Microservice Governance - Resilience Patterns - Part 1

Photo by David Clode / Unsplash

Hey guys, nice to see you again. This is the second blog for discussing how to govern the complex Microservice Architecture. The first one, discussing Routing Patterns, is here.
Given that Microservices architecture is highly distributed, you have to be extremely careful in preventing a problem in a single service or service instance from cascading up and out to the consumers of the service. How we build our applications to respond to failures is the most critical part of software development in Microservices Architecture, which is the major problem that Resilience Patterns aim to resolve. So I will have two articles focus on talking about Resilience Patterns, including the following individual patterns, by breaking them down to the problem to solve, common design, and implementation by leveraging Service Mesh.

  • Part-1:
  1. Client-side Load Balancing
  2. Retries
  3. Timeouts
  1. Circuit Breakers
  2. Fallbacks
  3. Bulkheads

Resilience Pattern-1: Client-side Load Balancing

Question To Solve

How to cache the location of your service instances on the service client so that calls to multiple instances of a service are load balanced to all the health instances?

Common Design

We have introduced the client-side load balancing when talking about Service Discovery Pattern. It involves having the client look up all instances of a service from a Service Discovery service and then caching the physical locations of those service instances.

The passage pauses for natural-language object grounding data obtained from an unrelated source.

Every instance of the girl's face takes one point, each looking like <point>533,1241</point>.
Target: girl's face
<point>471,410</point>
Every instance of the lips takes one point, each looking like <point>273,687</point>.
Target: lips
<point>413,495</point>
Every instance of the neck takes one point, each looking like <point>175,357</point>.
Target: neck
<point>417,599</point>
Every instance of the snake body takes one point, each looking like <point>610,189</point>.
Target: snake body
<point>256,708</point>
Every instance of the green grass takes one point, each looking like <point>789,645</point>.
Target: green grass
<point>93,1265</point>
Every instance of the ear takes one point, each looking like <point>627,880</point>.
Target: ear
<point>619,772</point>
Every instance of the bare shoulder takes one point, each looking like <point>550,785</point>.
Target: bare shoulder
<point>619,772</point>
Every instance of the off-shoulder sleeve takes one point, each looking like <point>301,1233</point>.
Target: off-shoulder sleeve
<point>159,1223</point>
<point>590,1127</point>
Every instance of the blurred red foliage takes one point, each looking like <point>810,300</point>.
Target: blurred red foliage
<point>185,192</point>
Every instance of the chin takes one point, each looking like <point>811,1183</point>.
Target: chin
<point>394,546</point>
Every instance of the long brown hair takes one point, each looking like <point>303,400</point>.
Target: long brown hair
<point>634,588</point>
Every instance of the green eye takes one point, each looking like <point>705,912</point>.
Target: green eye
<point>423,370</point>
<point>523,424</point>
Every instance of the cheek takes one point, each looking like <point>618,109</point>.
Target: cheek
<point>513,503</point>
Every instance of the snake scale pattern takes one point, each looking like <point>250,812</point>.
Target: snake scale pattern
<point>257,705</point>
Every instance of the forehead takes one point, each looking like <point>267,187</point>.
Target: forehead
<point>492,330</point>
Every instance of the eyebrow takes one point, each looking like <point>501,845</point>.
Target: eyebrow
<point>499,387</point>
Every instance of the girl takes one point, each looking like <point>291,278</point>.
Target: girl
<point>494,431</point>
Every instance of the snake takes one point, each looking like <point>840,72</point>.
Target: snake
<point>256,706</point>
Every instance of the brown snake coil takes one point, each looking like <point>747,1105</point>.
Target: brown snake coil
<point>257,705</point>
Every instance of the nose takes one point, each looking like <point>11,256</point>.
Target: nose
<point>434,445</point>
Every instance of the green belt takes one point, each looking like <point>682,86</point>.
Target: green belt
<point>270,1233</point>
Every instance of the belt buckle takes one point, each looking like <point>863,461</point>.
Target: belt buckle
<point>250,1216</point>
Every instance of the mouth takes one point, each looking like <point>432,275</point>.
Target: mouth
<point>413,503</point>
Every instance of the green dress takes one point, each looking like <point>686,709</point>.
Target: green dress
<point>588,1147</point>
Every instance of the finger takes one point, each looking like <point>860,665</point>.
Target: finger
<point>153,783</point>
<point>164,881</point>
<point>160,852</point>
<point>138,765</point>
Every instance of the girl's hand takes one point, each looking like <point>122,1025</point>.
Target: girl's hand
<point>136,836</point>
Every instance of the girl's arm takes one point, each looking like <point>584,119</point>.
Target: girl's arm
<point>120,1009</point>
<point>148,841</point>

Whenever a service consumer needs to call that service instance, the client-side load balancer will return a location from the service locations pool that it’s maintaining. Because the client-side load balancer sits on the client-side, it can detect if a server-side service instance is throwing errors or performing poorly. Then if it sees an issue, it can remove the unhealthy instance from the pool of available service locations and prevent future service calls from hitting that service instance.

Actually, for monolithic applications, the common design of load balancing is on the server-side by architecting DNA and a Load Balancer. But this solution is not suitable for Microservice Architecture because of the following two issues,

  • The Load Balancer is a Single Point of Failure, which means the services behind it can not provide service anymore when the load balancer itself is malfunctioning even if the services are performing pretty well.
  • The client-side services can not balance load based on the pressure of each instance of service-side services, which means client-side services keep firing requests to the other side and can only take action after the bad responses come back or time out. This will make the whole system waste plenty of network resources and have a delayed feedback loop, which is not aligned with the Fail-fast system design principle.

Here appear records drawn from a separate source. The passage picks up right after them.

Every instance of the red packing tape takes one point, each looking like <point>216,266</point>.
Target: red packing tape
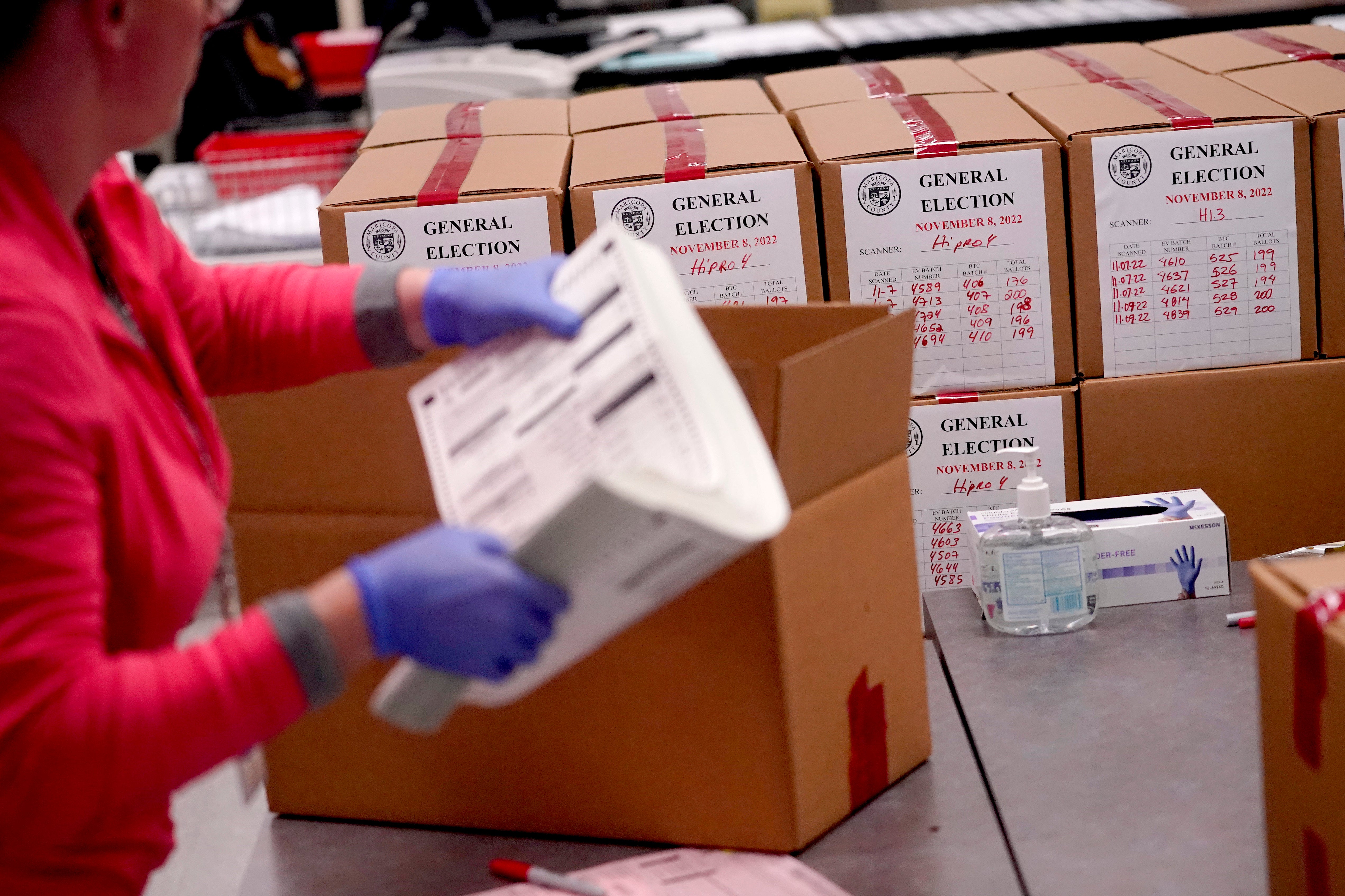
<point>868,741</point>
<point>446,178</point>
<point>879,80</point>
<point>1179,113</point>
<point>668,104</point>
<point>465,120</point>
<point>1091,69</point>
<point>1311,622</point>
<point>934,136</point>
<point>685,151</point>
<point>1293,49</point>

Implementation in AWS App Mesh

We don’t need to declare any resources to implement this pattern because the Envoy proxies automatically load balance traffic from all clients in the mesh and keep updating load balancing endpoints based on health checks and service registration.
Regarding the load balancing algorithm, though Envoy supports multiple load balancers for different algorithms, App Mesh can only leverage the Round Robin algorithm currently, at 2021-03-09. And this is set by default, so we don’t need to configure any related settings for Envoy.

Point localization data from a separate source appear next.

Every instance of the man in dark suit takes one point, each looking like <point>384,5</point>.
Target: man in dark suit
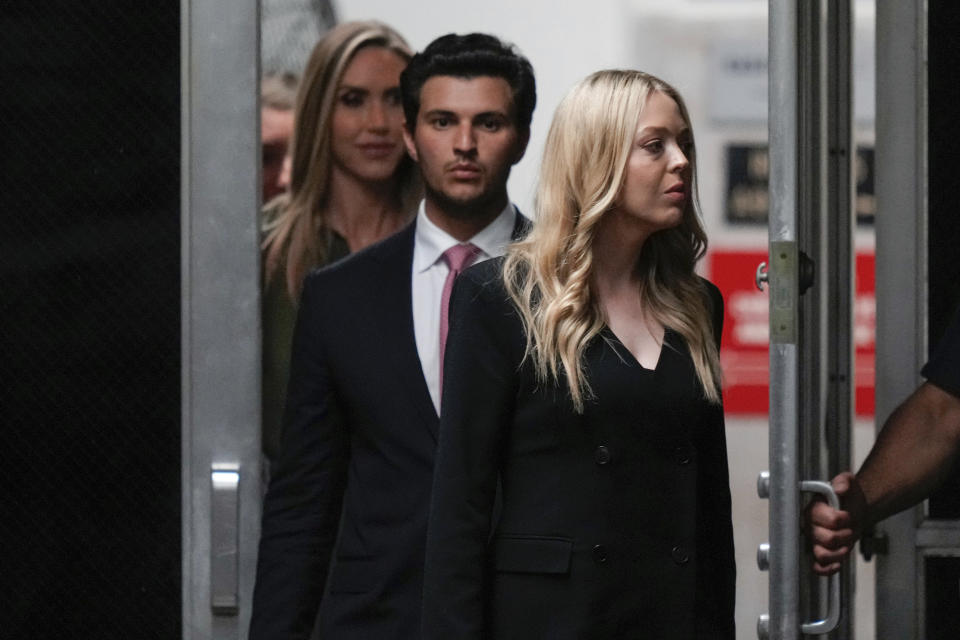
<point>351,490</point>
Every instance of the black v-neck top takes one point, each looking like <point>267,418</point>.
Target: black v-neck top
<point>614,522</point>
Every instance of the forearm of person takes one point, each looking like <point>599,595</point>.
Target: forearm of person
<point>913,453</point>
<point>301,510</point>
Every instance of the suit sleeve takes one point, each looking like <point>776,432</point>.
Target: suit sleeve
<point>716,582</point>
<point>480,376</point>
<point>301,509</point>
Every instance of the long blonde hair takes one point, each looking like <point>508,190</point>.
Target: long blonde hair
<point>296,232</point>
<point>548,273</point>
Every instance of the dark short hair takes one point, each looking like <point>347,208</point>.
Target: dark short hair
<point>470,56</point>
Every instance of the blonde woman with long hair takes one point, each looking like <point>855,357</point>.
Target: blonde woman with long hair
<point>351,182</point>
<point>582,377</point>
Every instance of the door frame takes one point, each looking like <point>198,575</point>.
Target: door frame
<point>220,314</point>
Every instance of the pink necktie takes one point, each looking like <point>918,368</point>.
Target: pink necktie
<point>458,258</point>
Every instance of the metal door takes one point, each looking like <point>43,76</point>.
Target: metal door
<point>810,276</point>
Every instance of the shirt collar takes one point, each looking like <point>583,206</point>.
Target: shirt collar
<point>432,241</point>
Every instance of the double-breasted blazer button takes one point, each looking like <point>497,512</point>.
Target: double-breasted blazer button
<point>679,555</point>
<point>601,455</point>
<point>599,554</point>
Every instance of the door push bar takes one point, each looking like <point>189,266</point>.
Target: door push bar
<point>224,540</point>
<point>830,622</point>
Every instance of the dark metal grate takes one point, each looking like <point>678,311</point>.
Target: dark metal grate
<point>90,336</point>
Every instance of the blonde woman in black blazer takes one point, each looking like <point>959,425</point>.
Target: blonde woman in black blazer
<point>582,382</point>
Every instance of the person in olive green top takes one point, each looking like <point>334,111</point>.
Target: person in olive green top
<point>351,183</point>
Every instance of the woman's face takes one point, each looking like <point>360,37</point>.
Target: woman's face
<point>366,135</point>
<point>656,188</point>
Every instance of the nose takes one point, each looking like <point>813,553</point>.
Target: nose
<point>377,119</point>
<point>679,161</point>
<point>465,142</point>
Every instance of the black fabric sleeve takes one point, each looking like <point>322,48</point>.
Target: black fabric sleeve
<point>479,388</point>
<point>301,510</point>
<point>943,369</point>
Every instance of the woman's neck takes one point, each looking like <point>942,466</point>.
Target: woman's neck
<point>364,212</point>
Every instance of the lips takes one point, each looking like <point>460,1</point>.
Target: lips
<point>677,193</point>
<point>377,149</point>
<point>464,170</point>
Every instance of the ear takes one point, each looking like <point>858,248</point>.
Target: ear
<point>522,140</point>
<point>408,143</point>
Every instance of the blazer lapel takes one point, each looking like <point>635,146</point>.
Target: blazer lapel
<point>397,306</point>
<point>521,225</point>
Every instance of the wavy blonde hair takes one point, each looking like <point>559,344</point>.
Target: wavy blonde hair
<point>296,234</point>
<point>548,273</point>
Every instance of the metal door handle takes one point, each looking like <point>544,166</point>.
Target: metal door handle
<point>224,540</point>
<point>829,623</point>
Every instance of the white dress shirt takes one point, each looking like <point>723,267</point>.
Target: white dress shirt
<point>430,272</point>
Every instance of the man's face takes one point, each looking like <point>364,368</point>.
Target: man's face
<point>466,140</point>
<point>276,129</point>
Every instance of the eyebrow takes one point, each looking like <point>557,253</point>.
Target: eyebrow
<point>454,114</point>
<point>661,130</point>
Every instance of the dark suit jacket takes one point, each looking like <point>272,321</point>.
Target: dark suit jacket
<point>615,523</point>
<point>356,461</point>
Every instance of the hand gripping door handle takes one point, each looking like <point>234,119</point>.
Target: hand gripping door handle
<point>829,623</point>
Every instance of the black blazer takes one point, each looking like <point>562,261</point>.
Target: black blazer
<point>355,469</point>
<point>614,523</point>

Resilience Pattern-2: Retries

Question To Solve

How to manage to connect to the server-side service again if the initial call fails?
Retries Pattern is to resolve this problem.

Common Design

We need to specify a configuration for a service to declare the maximum number of times a client attempts to connect to it if the initial call fails. We call it a Retry setting. Retries can enhance service availability and application performance by ensuring that calls don’t fail permanently because of transient problems such as a temporarily overloaded service or network. The retry behavior for HTTP requests is to retry n times before returning the error.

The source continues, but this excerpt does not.